Given a pair of images sharing some attributes, we aim to create a low-dimensional representation which is split into two parts: a shared representation that captures the common information between the images and an exclusive representation that contains the specific information of each image.
Two stages of training. First, the shared representation is learned via cross mutual information estimation and maximization. Secondly, mutual information maximization is performed to learn the exclusive representation while minimizing the mutual information between the shared and exclusive representations.
两个样本的representation包括了shared information and exclusive information.
首先在训练的第一阶段，我们希望他们的shared representation能够尽量相同，于是文章采用了叫做cross mutual information maximization的方法，将 (sample，local patch, representation) 三元组 $(X, C_X, R_X)$ 和另一个样本的三元组$(Y, C_Y, R_Y)$进行”交叉互信息最大化”:
接着，我们希望他们的exclusive representation能尽量不同。于是文章在第二阶段，固定了生成shared representation的模型参数，同时在两方面训练网络：最大化合并之后的representation的global/local MI，同时最小化exclusive/shared MI.

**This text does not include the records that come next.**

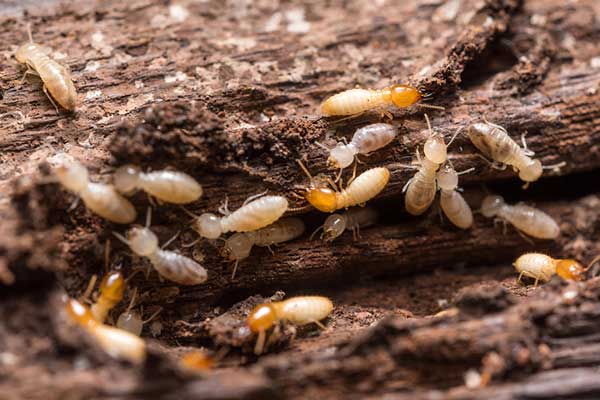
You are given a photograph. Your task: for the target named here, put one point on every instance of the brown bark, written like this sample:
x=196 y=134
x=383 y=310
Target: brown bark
x=221 y=96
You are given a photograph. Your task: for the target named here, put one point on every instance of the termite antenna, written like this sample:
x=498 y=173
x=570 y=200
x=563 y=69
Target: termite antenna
x=303 y=167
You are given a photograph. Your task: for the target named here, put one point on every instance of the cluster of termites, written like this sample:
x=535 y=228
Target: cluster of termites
x=258 y=221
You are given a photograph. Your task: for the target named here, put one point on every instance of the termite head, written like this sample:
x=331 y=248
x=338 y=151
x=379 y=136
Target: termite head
x=491 y=205
x=208 y=225
x=405 y=95
x=447 y=178
x=237 y=247
x=113 y=286
x=126 y=178
x=340 y=157
x=262 y=317
x=570 y=269
x=142 y=241
x=531 y=172
x=333 y=227
x=70 y=173
x=80 y=313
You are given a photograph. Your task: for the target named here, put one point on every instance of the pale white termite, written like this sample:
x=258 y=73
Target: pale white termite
x=301 y=310
x=252 y=215
x=532 y=221
x=452 y=202
x=493 y=141
x=542 y=267
x=353 y=219
x=421 y=188
x=55 y=77
x=166 y=185
x=365 y=140
x=116 y=342
x=238 y=246
x=362 y=189
x=169 y=264
x=100 y=198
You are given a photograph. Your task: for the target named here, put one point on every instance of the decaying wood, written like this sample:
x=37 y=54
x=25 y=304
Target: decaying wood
x=229 y=93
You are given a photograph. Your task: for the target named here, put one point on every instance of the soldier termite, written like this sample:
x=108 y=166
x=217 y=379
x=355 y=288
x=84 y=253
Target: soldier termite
x=301 y=310
x=238 y=246
x=493 y=141
x=360 y=190
x=55 y=77
x=365 y=140
x=254 y=214
x=100 y=198
x=532 y=221
x=168 y=186
x=353 y=219
x=172 y=266
x=451 y=201
x=116 y=342
x=421 y=188
x=356 y=101
x=542 y=267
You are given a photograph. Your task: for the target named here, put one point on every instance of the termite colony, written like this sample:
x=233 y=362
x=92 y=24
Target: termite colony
x=260 y=221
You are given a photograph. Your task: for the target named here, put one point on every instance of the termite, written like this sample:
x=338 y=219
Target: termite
x=421 y=188
x=116 y=342
x=365 y=140
x=168 y=186
x=254 y=214
x=100 y=198
x=301 y=310
x=532 y=221
x=362 y=189
x=353 y=219
x=452 y=202
x=357 y=101
x=493 y=141
x=238 y=246
x=542 y=267
x=172 y=266
x=55 y=77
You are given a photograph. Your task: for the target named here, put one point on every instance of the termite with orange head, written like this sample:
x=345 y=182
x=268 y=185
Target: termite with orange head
x=301 y=310
x=116 y=342
x=57 y=80
x=100 y=198
x=238 y=246
x=166 y=185
x=532 y=221
x=254 y=214
x=170 y=265
x=494 y=142
x=356 y=101
x=362 y=189
x=542 y=267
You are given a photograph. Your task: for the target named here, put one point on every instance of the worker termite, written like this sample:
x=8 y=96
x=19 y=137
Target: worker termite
x=254 y=214
x=365 y=140
x=532 y=221
x=238 y=246
x=116 y=342
x=421 y=188
x=356 y=101
x=172 y=266
x=493 y=141
x=353 y=219
x=542 y=267
x=100 y=198
x=451 y=201
x=168 y=186
x=55 y=77
x=301 y=310
x=360 y=190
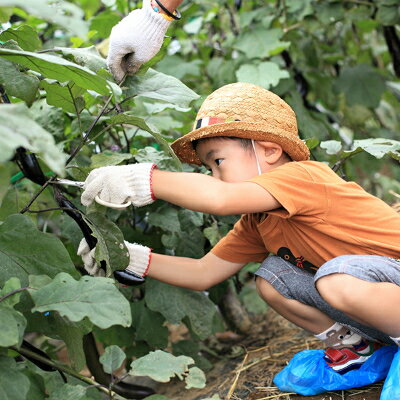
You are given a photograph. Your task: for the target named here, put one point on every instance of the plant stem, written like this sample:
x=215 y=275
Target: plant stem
x=83 y=141
x=15 y=291
x=76 y=109
x=26 y=208
x=63 y=368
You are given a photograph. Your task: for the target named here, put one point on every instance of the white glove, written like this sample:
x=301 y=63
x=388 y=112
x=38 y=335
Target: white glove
x=141 y=32
x=139 y=259
x=119 y=184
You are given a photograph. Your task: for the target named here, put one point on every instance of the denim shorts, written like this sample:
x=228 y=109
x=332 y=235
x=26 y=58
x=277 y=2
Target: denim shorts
x=297 y=284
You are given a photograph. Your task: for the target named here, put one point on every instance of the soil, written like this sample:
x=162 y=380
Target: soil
x=250 y=362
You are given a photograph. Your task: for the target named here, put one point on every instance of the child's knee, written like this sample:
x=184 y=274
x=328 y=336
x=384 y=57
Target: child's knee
x=267 y=292
x=335 y=290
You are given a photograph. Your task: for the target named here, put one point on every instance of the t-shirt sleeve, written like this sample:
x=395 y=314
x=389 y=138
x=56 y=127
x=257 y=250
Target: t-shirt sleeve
x=300 y=189
x=242 y=244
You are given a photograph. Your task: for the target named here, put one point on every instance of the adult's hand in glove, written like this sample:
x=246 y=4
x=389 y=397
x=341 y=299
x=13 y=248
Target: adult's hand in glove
x=140 y=33
x=120 y=184
x=139 y=259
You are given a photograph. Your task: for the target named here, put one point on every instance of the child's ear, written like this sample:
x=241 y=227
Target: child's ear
x=272 y=152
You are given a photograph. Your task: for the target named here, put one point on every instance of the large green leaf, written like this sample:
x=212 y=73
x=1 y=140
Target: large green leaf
x=112 y=358
x=17 y=128
x=110 y=242
x=26 y=251
x=149 y=325
x=67 y=96
x=13 y=325
x=161 y=366
x=87 y=57
x=24 y=35
x=176 y=303
x=159 y=86
x=125 y=118
x=265 y=74
x=16 y=83
x=58 y=68
x=65 y=14
x=14 y=385
x=95 y=298
x=261 y=43
x=68 y=392
x=361 y=85
x=378 y=147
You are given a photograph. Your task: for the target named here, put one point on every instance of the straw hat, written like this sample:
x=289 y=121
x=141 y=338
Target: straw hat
x=246 y=111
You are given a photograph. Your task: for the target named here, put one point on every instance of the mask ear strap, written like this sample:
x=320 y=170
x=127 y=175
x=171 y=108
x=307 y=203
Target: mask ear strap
x=255 y=153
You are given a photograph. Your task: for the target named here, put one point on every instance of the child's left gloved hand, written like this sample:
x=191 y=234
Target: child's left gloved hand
x=120 y=184
x=139 y=259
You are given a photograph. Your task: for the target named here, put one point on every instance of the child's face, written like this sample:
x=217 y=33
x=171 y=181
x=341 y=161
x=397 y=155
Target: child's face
x=227 y=159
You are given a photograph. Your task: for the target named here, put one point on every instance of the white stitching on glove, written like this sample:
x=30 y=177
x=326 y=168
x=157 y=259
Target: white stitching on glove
x=119 y=184
x=141 y=32
x=139 y=259
x=88 y=259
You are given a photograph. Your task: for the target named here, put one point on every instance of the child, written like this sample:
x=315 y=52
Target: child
x=335 y=270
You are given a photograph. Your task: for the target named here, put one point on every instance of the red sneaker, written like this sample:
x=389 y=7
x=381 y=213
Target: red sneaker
x=348 y=358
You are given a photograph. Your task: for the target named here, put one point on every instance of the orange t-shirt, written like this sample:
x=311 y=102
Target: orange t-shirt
x=322 y=217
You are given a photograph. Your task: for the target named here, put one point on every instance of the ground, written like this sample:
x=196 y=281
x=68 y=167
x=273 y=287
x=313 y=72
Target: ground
x=264 y=352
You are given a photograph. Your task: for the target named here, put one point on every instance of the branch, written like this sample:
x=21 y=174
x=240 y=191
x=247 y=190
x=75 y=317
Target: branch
x=76 y=109
x=63 y=368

Dear Eduardo Hugo Sanchez,
After reading your wonderful paper “Learning Disentangled Representations via Mutual Information Estimation”, I have one question regarding the setup of your training procedure, which is:
How do you decide between which two images the MI is maximized during training? Say in Colorful MNIST, if you put the images of the same digit together and follow your obejective, then can I conclude that you’re actually telling the model to learn a (linear, in some cases) seperable representation regarding the digit classification? Below is how I come to this conclusion:
If we are maximizing the MI between all the images containing the same digit, then during the process of MI maximization, we will shuffle the whole batch of the data in order to form the negative samples, which will be feed into the critic function. Since the critic function has to distinguish the samples like (X,Y)=(black7, red7) and the shuffled samples like (X,Y’)=(black7, yellow10), we are explicitly telling the model to classify the digits.

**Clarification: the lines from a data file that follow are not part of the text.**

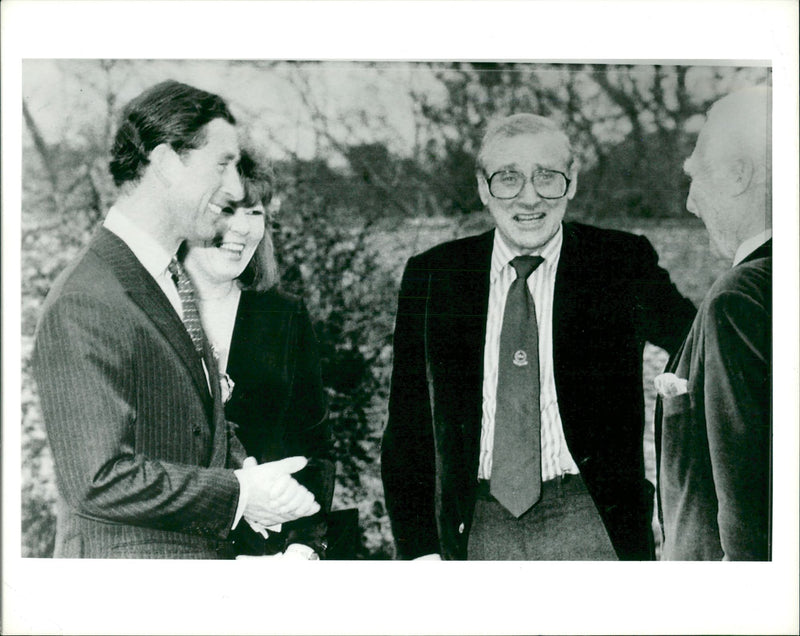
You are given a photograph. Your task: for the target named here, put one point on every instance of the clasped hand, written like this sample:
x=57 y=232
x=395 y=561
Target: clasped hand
x=274 y=496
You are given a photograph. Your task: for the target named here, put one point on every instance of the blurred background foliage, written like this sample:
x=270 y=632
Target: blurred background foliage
x=374 y=162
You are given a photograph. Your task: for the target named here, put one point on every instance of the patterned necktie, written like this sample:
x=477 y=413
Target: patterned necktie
x=516 y=480
x=191 y=315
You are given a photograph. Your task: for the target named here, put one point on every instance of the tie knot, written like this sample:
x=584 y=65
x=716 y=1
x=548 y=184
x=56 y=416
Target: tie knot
x=175 y=268
x=525 y=265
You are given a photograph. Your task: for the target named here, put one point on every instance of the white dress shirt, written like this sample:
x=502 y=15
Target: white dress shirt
x=556 y=458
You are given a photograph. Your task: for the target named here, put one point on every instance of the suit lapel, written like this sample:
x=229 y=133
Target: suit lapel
x=146 y=293
x=569 y=307
x=456 y=330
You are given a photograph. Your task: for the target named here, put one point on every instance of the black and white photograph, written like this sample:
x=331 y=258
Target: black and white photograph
x=491 y=307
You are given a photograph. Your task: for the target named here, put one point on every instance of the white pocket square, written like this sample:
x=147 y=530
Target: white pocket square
x=670 y=385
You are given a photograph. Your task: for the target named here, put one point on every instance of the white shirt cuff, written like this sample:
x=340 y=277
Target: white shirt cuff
x=243 y=492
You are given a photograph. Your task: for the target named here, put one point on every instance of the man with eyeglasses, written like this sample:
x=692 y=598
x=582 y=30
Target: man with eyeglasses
x=516 y=412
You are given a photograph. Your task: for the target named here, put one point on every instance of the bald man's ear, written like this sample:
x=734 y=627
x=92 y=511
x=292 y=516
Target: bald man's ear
x=740 y=172
x=483 y=188
x=573 y=180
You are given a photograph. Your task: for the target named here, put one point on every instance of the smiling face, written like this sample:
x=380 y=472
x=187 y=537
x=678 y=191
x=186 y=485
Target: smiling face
x=527 y=221
x=226 y=260
x=205 y=181
x=708 y=197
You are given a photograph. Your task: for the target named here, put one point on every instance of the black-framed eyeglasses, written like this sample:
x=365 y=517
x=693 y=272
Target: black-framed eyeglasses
x=548 y=184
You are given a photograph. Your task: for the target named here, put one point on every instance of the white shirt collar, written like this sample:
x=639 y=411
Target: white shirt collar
x=750 y=245
x=147 y=250
x=502 y=253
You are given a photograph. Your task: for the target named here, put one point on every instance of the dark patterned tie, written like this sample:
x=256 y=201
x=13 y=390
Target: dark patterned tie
x=191 y=315
x=516 y=480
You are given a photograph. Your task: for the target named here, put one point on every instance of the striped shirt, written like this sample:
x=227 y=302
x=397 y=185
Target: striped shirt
x=556 y=459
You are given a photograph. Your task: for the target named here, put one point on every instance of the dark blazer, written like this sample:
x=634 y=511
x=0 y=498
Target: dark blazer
x=142 y=452
x=278 y=407
x=610 y=297
x=715 y=473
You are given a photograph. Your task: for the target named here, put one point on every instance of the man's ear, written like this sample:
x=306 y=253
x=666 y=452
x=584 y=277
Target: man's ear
x=164 y=163
x=483 y=188
x=740 y=173
x=573 y=180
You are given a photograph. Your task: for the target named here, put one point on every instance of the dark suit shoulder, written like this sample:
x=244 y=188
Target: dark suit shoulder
x=86 y=274
x=752 y=279
x=450 y=254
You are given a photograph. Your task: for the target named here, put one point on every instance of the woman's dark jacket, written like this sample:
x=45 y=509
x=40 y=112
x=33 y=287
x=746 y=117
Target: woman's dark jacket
x=278 y=407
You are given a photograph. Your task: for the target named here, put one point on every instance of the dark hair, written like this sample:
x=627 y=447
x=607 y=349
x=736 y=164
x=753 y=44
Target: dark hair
x=261 y=272
x=169 y=112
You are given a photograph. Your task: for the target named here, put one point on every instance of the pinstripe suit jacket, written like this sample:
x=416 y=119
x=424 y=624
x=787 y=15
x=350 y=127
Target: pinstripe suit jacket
x=142 y=451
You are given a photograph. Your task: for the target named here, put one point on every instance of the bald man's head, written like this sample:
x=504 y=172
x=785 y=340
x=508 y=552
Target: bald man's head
x=730 y=169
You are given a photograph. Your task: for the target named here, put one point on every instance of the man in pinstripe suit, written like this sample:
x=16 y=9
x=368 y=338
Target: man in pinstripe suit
x=146 y=464
x=572 y=481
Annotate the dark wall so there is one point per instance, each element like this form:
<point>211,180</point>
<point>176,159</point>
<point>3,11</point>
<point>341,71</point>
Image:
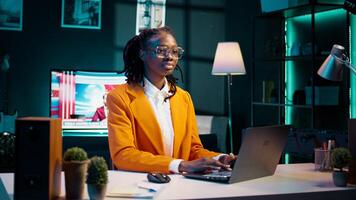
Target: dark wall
<point>43,44</point>
<point>239,22</point>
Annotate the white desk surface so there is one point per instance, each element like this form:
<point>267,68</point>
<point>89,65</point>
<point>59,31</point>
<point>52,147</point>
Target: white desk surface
<point>293,181</point>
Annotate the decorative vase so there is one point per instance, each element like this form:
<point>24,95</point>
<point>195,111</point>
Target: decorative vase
<point>340,178</point>
<point>75,173</point>
<point>97,192</point>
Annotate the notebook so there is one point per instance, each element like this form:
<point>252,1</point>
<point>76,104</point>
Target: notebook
<point>258,157</point>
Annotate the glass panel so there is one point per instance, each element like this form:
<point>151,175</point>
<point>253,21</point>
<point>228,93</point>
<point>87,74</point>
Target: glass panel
<point>205,34</point>
<point>208,91</point>
<point>266,82</point>
<point>266,115</point>
<point>220,3</point>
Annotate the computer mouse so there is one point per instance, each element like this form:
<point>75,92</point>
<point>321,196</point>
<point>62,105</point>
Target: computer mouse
<point>158,178</point>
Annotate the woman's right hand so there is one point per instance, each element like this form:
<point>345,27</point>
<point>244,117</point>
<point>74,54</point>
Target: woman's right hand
<point>202,165</point>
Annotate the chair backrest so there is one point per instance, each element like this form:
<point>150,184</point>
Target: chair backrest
<point>209,124</point>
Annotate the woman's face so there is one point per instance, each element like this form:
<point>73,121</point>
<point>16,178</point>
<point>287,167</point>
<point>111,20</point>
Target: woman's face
<point>159,64</point>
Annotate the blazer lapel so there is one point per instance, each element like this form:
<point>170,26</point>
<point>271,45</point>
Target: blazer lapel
<point>145,117</point>
<point>179,109</point>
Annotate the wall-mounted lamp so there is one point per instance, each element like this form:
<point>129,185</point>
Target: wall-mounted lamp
<point>333,65</point>
<point>332,69</point>
<point>228,61</point>
<point>350,5</point>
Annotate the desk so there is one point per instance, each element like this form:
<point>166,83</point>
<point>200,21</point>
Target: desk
<point>294,181</point>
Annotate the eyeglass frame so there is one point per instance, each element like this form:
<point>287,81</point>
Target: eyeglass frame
<point>167,50</point>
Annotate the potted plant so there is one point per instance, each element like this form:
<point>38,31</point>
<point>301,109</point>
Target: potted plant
<point>340,158</point>
<point>97,178</point>
<point>75,164</point>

If we train the whole network in a totally unsupervised way, i.e., training sample pairs like (X,Y)=(black7, yellow10) are randomly showing up asking the model to learn the shared information between them, how the method is able to learn the disentangled representations is really confusing me…
Furthermore, did you do the ablation study of the “cross mutual information maximization” technique? How did it go?